The National Science Foundation, whose oversight falls within the jurisdiction of this Subcommittee, is the largest Federal supporter of the social, behavioral, and economic science research, funding close to 60 percent of basic research for these sciences at academic institutions. It is my understanding that in several disciplines it is either the predominant or exclusive source of federal basic research support.
The goal of this hearing is not to question whether the social, behavioral, and economic sciences produce interesting and sound research, as I believe we all can agree that they do. [I come from a social science background. I have a degree in Political Science and Economics.] Rather, the goal of our hearing is to look at the need for federal investments in these disciplines, how we determine what those needs are in the context of national priorities, and how we prioritize funding for those needs, not only within the social science disciplines, but also within all science disciplines, particularly when federal research dollars are scarce.

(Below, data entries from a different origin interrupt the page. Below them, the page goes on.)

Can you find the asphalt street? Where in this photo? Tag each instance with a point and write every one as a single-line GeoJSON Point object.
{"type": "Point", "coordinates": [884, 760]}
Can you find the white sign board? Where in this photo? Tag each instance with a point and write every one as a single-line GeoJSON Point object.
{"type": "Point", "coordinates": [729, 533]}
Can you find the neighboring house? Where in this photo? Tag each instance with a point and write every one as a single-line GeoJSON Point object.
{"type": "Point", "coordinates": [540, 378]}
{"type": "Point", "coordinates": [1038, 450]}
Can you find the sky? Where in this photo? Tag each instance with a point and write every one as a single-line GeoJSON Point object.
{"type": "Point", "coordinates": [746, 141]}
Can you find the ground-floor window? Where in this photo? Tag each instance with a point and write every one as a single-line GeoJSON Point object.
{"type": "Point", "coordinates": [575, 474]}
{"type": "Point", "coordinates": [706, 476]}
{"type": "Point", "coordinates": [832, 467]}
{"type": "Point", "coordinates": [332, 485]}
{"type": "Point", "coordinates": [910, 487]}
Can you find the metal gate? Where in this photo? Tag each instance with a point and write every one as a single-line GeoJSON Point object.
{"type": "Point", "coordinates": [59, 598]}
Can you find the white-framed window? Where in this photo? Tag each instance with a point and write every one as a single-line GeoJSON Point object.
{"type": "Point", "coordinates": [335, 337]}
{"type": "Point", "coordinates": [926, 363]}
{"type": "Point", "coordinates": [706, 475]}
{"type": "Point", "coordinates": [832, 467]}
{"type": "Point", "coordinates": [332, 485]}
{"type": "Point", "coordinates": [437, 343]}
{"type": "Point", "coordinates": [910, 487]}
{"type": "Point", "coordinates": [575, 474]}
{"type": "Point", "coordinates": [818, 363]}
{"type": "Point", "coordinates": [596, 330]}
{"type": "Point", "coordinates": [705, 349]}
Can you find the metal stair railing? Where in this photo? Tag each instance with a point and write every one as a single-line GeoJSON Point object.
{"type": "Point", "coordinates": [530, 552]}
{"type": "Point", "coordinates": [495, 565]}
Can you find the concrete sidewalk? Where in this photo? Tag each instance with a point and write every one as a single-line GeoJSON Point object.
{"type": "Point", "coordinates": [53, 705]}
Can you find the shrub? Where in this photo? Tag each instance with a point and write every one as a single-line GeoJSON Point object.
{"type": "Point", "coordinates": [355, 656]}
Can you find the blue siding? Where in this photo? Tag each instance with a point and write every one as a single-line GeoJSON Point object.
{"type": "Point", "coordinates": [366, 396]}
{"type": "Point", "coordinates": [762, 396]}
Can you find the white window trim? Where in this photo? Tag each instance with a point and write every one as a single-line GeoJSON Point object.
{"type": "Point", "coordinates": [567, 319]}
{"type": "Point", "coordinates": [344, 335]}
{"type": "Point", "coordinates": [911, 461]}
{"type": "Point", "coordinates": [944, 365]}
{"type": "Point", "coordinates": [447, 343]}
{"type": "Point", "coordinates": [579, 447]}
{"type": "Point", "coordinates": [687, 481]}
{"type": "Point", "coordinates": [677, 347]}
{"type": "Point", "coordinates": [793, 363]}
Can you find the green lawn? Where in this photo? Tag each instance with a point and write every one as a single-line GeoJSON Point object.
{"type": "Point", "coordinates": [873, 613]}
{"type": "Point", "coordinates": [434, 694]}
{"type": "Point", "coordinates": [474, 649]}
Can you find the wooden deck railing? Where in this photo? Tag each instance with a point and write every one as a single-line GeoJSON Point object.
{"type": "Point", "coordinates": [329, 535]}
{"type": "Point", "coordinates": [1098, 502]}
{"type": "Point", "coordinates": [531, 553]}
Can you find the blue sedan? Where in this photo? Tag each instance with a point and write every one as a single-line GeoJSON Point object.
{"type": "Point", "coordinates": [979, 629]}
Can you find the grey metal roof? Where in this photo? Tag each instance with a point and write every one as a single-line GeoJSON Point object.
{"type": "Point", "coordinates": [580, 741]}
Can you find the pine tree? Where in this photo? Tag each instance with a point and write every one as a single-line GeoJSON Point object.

As with all of the hearings I have chaired or co-chaired this Congress, I am particularly interested in understanding the NSF investment in these sciences, including the amounts asked for in the FY12 budget request and how those priorities were made. In an effort to be responsive to the American taxpayer, Congress needs to ensure that all federal funding decisions are wise and produce significant value for the Nation.
I look forward to a healthy discussion with all of our esteemed witnesses today, and I thank you for joining us.